Template for an AWS Synthetics Canary

const synthetics = require('Synthetics');
const log = require('SyntheticsLogger');
const AWS = require('aws-sdk');
const https = require('https');
const http = require('http');

const apiCanaryBlueprint = async function () {

  const verifyRequest = async function (requestOption, body = null) {
    return new Promise((resolve, reject) => {
      // Prep request
      log.info("Making request with options: " + JSON.stringify(requestOption));
      let req = (requestOption.port === 443) ? https.request(requestOption) : http.request(requestOption);

      // POST body data
      if (body) { req.write(JSON.stringify(body)); }

      // Handle response
      req.on('response', (res) => {
        log.info(`Status Code: ${res.statusCode}`)

        // Assert the status code returned
        if (res.statusCode !== 200) {
          reject("Failed: " + requestOption.path + " with status code " + res.statusCode);
        }

        // Grab body chunks and piece returned body together
        let body = '';
        res.on('data', (chunk) => { body += chunk.toString(); });

        // Resolve providing the returned body
        res.on('end', () => resolve(JSON.parse(body)));
      });

      // Reject on error
      req.on('error', (error) => reject(error));
      req.end();
    });
  }

  // Build request options
  let requestOptions = {
    hostname: "api.resourcewatch.org",
    method: "GET",
    path: "/v1/dataset",
    port: 443,
    headers: {
      'User-Agent': synthetics.getCanaryUserAgentString(),
      'Content-Type': 'application/json',
    },
  };

  // Find and use secret for auth token
  const secretsManager = new AWS.SecretsManager();
  await secretsManager.getSecretValue({ SecretId: "gfw-api/token" }, function(err, data) {
    if (err) log.info(err, err.stack);
    log.info(data);
    requestOptions.headers['Authorization'] = "Bearer " + JSON.parse(data["SecretString"])["token"];
  }).promise();

  // Find and use secret for hostname
  await secretsManager.getSecretValue({ SecretId: "wri-api/smoke-tests-host" }, function(err, data) {
    if (err) log.info(err, err.stack);
    log.info(data);
    requestOptions.hostname = JSON.parse(data["SecretString"])["smoke-tests-host"];
  }).promise();

  const body = await verifyRequest(requestOptions);
  const id = body.data[0].id;

  // Change needed request options
  requestOptions.method = "GET";
  requestOptions.path = "/v1/dataset/"+id;

  // Make second request
  await verifyRequest(requestOptions);
};

exports.handler = async () => {
  return await apiCanaryBlueprint();
};

New tests should be based on the template displayed on the side, in order to take advantage of the configurations already in place.
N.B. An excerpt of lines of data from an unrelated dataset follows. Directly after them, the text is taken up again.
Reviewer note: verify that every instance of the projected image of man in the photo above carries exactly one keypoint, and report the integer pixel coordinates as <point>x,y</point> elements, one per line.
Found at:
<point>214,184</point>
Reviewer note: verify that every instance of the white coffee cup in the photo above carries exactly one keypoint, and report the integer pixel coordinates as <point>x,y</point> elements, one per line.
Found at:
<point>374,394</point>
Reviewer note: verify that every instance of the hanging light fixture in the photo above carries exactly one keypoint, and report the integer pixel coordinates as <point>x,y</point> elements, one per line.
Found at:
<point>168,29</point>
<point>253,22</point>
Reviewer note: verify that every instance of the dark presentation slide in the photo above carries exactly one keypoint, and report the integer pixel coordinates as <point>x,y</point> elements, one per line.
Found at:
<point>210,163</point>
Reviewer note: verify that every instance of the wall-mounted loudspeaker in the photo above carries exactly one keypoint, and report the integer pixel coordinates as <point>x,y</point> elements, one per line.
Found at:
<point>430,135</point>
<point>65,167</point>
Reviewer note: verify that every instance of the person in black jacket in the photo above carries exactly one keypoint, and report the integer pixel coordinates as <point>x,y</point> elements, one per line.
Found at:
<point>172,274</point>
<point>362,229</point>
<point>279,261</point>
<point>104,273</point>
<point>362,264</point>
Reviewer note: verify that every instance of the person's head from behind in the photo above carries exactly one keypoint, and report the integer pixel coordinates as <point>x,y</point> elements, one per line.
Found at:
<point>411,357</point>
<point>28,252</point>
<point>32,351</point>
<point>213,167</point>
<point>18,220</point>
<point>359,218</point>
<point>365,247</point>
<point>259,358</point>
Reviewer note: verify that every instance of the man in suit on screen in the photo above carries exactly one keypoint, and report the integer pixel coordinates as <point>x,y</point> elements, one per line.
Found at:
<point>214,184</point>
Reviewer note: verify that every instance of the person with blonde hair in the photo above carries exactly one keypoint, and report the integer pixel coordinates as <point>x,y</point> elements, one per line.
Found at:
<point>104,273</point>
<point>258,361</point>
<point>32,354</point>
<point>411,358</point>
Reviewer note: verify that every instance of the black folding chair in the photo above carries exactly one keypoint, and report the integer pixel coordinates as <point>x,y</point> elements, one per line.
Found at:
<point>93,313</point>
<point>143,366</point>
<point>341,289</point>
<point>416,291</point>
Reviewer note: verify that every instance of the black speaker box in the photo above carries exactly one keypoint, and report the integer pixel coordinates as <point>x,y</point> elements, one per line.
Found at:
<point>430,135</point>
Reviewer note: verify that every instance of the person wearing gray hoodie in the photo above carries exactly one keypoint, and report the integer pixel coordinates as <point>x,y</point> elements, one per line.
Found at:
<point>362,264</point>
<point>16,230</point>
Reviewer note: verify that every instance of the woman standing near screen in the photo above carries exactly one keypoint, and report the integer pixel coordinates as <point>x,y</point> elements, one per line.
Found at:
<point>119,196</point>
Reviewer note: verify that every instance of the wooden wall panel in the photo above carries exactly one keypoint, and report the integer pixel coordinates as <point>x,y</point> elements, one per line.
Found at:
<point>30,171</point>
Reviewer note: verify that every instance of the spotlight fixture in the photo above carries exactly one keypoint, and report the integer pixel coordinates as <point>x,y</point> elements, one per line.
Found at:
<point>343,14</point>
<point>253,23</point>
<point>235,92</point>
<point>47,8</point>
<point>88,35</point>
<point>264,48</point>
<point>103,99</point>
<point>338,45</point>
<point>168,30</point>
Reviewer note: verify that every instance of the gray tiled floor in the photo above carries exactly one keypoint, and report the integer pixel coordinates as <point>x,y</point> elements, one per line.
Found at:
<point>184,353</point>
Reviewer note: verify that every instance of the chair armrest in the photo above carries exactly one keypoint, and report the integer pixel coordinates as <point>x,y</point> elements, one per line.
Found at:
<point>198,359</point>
Tests can execute multiple requests, but please minimize the number of interactions with databases to avoid creating junk data (for this reason, smoke testing POST, PATCH and DELETE endpoints is not recommended).

Another thing to notice is the usage of AWS secrets for storing a token to execute the request (gfw-api/token), as well as the hostname where the test will be executed (wri-api/smoke-tests-host).

The template on the side executes a GET request to /v1/dataset, grabs the first ID in the response data and executes a second GET request to the /v1/dataset/:id endpoint.

The test will pass if there are no exceptions thrown or promise rejections during the execution of the test. For the example on the side, the test will fail if any of the requests performed returns a status code that is not 200.

Things to pay attention

Use a user to run the tests

Please ensure that all tests are ran using a token for a user which was specifically created for running the tests. Also, it goes without saying, please don’t share either the token or the credentials for the user running the tests with anyone.

Always configure alarms for the smoke tests

Smoke tests by default are created without an associated alarm. When managing or creating smoke tests, please ensure that each test has a unique alarm associated to it.

Also, please ensure that the created alarm has an action defined to notify someone in case of failure of a test.